Dubai restaurant fire clip falsely linked to Mideast war
- Published on March 20, 2026 at 09:14
- 2 min read
- By Pasika KHERNAMNUOY, AFP Thailand
The war in the Middle East has triggered a flurry of social media posts sharing misrepresented visuals, including a video of a blaze they falsely claimed was shot in Israel following an Iranian strike. In reality, the clip shows a fire that engulfed a restaurant in Dubai in May 2025.
"Israel-Iran situation update," reads a Thai-language Facebook post that shared the video on March 17, 2026.
The clip was labelled "Israel" and overlaid with text that said: "Hit by another long-range strike again."
Viewed more than 130,000 times, it shows people screaming and running away from a burning building.
War erupted in the Middle East following a joint US-Israeli attack on February 28 that killed Iran's supreme leader Ali Khamenei (archived link).
The Iranian capital has been under near daily bombardment since then, hit by strikes the Israeli military said were "targeting infrastructure of the Iranian terror regime".
Tehran has kept up retaliatory fire on Israel and Gulf nations, including attacks on oil and gas facilities that have exacerbated concerns of a global energy supply shock.
Since the conflict began, falsely shared clips of explosions and chaos have flooded social media.
The circulating footage of a building on fire was also shared in similar posts claiming the footage shows a blaze in Tel Aviv or an explosion at a US base in Dubai.
Dubai restaurant fire
A combination of reverse image and keyword searches on Google found a higher-quality version of the video posted on TikTok on May 14, 2025 (archived link).

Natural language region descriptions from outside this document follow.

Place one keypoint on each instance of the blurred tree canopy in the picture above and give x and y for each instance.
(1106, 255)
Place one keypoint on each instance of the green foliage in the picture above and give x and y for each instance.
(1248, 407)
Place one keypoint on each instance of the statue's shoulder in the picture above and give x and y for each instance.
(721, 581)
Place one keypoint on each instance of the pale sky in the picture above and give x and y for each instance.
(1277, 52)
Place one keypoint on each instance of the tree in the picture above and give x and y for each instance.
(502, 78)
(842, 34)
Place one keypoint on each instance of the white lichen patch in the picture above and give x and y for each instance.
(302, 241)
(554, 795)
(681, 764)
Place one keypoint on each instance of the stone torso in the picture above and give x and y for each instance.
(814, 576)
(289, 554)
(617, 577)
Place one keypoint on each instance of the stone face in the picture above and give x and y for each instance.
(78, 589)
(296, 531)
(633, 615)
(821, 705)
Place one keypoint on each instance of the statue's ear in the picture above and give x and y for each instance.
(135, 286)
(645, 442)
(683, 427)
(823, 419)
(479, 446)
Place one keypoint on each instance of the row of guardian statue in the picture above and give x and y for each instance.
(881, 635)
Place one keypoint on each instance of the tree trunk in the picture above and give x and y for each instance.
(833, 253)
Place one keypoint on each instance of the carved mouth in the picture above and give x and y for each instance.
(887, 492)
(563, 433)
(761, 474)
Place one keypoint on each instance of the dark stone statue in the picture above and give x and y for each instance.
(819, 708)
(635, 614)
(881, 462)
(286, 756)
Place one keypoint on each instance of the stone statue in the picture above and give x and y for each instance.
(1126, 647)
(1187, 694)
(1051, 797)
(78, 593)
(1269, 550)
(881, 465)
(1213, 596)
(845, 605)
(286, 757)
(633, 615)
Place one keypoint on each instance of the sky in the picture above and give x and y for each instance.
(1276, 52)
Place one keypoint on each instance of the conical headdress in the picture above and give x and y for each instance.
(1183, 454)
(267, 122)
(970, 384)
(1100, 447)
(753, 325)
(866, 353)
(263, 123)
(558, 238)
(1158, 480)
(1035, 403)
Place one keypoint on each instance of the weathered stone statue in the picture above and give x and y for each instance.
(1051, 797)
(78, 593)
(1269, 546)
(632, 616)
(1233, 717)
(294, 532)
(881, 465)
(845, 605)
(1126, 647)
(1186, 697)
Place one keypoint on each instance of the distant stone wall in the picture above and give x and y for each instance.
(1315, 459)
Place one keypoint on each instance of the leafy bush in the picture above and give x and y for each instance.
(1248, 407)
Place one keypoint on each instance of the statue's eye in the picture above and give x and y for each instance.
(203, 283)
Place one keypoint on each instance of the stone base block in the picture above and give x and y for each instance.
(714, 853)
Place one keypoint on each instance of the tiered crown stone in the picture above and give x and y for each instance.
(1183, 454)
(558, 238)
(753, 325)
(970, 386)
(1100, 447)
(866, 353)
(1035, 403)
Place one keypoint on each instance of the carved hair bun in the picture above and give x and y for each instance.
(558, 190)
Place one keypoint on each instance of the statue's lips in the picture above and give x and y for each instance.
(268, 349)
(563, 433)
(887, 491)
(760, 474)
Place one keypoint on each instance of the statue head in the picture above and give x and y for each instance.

"Hope all affected people are safe," reads the caption, with hashtags indicating it was filmed in "albarsha” and "dubai".
The name of the burning restaurant -- "Pearl view" -- is visible in the video and corresponds to Google Street View imagery of the establishment in Dubai's Al Barsha neighbourhood (archived link).

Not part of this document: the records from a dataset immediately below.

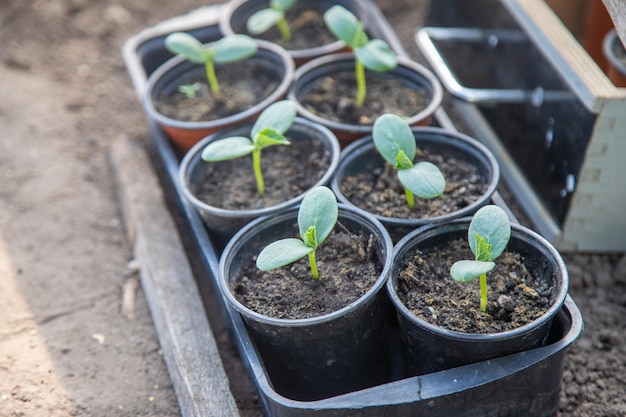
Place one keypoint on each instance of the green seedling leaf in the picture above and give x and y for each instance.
(233, 48)
(489, 233)
(281, 253)
(492, 224)
(318, 210)
(267, 131)
(279, 116)
(483, 249)
(424, 180)
(376, 55)
(392, 135)
(229, 148)
(282, 4)
(345, 26)
(395, 141)
(466, 270)
(263, 20)
(269, 137)
(317, 217)
(186, 45)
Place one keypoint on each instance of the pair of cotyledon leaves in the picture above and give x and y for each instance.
(488, 234)
(317, 217)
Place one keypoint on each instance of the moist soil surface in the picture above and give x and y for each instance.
(242, 85)
(347, 266)
(515, 297)
(67, 347)
(334, 98)
(307, 26)
(380, 192)
(288, 171)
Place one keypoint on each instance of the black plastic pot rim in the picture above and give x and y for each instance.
(517, 232)
(348, 57)
(610, 39)
(199, 147)
(167, 66)
(366, 143)
(297, 54)
(289, 215)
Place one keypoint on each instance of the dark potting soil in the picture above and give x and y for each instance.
(380, 192)
(308, 29)
(242, 85)
(287, 171)
(348, 267)
(515, 296)
(334, 98)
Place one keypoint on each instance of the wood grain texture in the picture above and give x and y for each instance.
(188, 345)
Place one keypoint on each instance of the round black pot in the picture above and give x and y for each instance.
(237, 12)
(362, 155)
(615, 55)
(325, 356)
(224, 223)
(412, 75)
(429, 348)
(174, 72)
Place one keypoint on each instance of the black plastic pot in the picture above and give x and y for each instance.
(174, 72)
(429, 348)
(615, 55)
(224, 223)
(318, 357)
(362, 155)
(413, 76)
(236, 13)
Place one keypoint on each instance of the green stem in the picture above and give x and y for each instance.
(256, 164)
(483, 292)
(284, 30)
(360, 83)
(211, 77)
(313, 265)
(409, 198)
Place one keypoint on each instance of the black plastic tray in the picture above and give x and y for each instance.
(525, 384)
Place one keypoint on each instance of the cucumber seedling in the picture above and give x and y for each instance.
(489, 233)
(317, 217)
(229, 49)
(375, 54)
(395, 141)
(268, 130)
(262, 20)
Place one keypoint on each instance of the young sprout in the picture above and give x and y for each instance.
(395, 141)
(489, 233)
(316, 219)
(229, 49)
(189, 90)
(375, 54)
(264, 19)
(267, 131)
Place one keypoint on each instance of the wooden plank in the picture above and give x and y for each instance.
(563, 51)
(189, 348)
(617, 10)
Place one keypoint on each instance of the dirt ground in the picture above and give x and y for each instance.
(67, 347)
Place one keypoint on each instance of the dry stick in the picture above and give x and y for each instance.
(192, 357)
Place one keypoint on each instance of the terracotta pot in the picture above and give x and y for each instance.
(172, 73)
(236, 13)
(616, 68)
(411, 74)
(429, 348)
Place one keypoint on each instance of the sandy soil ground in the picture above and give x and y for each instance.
(67, 347)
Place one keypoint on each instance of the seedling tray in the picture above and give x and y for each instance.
(526, 383)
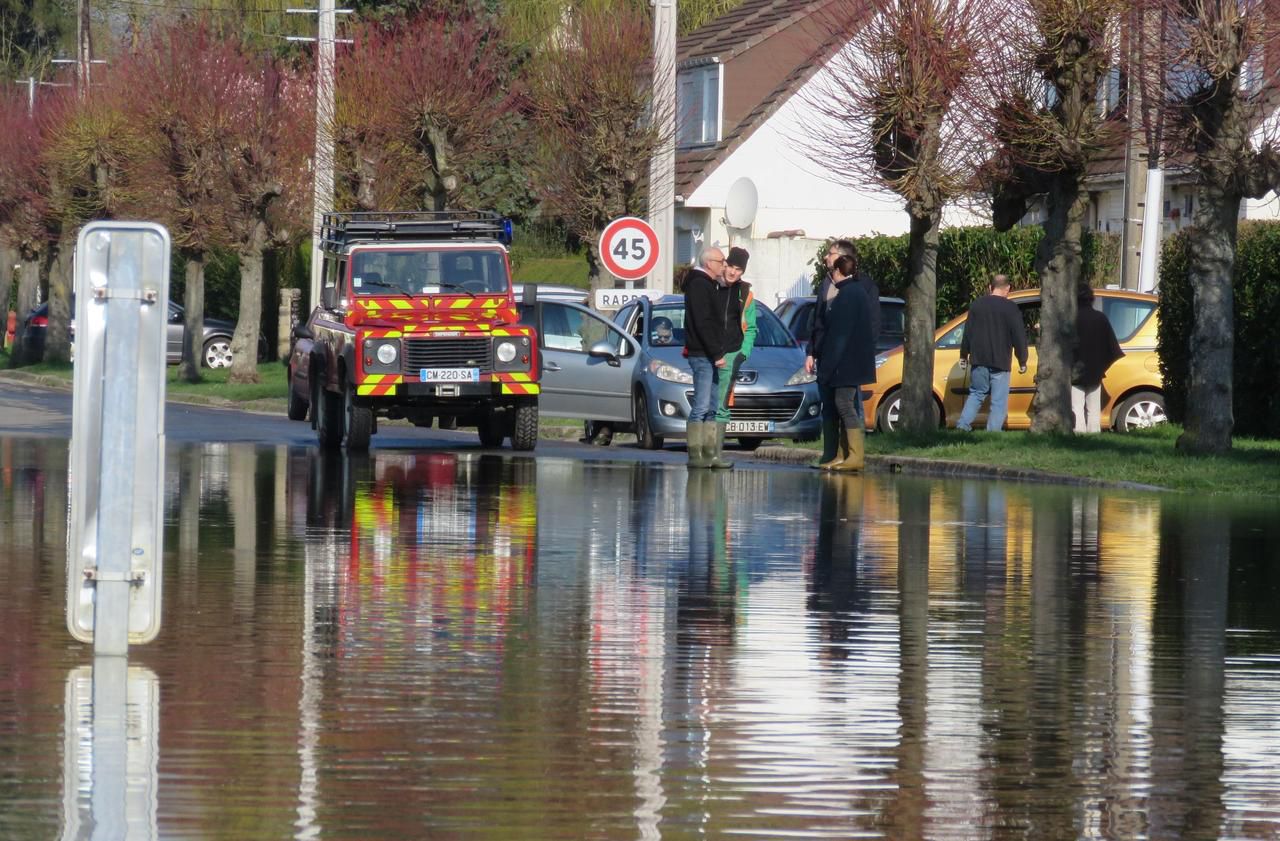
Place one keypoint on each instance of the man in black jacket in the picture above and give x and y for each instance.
(992, 334)
(707, 301)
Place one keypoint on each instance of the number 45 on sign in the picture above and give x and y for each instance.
(629, 248)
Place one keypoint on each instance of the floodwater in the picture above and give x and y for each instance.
(446, 645)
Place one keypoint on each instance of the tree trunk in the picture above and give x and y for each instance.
(922, 312)
(28, 283)
(193, 318)
(250, 321)
(1212, 343)
(1059, 264)
(56, 268)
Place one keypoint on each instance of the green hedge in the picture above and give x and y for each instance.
(1256, 382)
(969, 256)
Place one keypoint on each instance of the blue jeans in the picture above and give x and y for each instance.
(986, 380)
(705, 389)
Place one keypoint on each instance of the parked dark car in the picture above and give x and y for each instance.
(798, 315)
(215, 351)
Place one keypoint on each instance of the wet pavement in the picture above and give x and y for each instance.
(452, 643)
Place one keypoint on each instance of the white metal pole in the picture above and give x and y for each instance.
(662, 167)
(323, 201)
(1152, 222)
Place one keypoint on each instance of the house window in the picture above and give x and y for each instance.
(698, 108)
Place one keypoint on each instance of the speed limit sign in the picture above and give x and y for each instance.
(629, 248)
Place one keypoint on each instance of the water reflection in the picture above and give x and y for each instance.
(419, 644)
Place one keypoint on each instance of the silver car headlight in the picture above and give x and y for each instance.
(670, 373)
(801, 378)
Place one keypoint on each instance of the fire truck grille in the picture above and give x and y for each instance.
(420, 353)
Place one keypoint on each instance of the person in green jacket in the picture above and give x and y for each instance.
(739, 329)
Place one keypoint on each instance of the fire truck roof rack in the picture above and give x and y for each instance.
(342, 229)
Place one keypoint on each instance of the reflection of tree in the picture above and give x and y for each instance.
(835, 595)
(1189, 673)
(906, 813)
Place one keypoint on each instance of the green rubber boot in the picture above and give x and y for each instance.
(696, 435)
(716, 447)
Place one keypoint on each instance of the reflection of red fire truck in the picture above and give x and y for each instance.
(433, 549)
(416, 321)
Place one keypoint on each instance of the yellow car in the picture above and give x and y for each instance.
(1133, 393)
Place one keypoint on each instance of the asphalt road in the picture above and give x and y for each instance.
(28, 410)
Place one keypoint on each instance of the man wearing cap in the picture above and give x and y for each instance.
(705, 305)
(739, 334)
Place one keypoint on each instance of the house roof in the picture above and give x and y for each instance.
(731, 35)
(743, 28)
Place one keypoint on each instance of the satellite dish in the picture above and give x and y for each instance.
(741, 204)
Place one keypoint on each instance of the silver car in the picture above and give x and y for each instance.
(631, 374)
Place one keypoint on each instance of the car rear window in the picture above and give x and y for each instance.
(1127, 315)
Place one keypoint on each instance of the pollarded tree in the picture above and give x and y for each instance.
(184, 99)
(590, 96)
(1050, 59)
(260, 169)
(894, 100)
(1221, 104)
(421, 105)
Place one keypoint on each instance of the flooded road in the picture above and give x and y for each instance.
(458, 644)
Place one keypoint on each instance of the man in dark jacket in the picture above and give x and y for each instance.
(831, 433)
(1096, 348)
(705, 344)
(992, 334)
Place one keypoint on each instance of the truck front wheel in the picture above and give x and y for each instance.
(524, 428)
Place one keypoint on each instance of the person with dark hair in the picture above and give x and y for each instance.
(845, 355)
(740, 333)
(831, 435)
(993, 333)
(705, 344)
(1096, 350)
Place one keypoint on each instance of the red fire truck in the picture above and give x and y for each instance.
(416, 320)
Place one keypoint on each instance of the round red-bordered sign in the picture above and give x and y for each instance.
(629, 248)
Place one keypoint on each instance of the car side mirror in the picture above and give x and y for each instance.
(604, 351)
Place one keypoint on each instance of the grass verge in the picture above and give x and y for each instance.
(1147, 457)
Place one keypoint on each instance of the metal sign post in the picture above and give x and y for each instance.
(117, 461)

According to an X post from Dubai's civil defence agency on May 14, 2025, the fire was caused by a gas leak and brought under control in record time (archived link).
The statement included a picture of the same restaurant seen in the falsely shared clip.
UAE-based newspapers Khaleej Times and Gulf News reported that emergency teams reached the 13-storey building almost immediately, and no casualties were reported (archived here and here).
AFP has debunked other misinformation stemming from the Middle East war.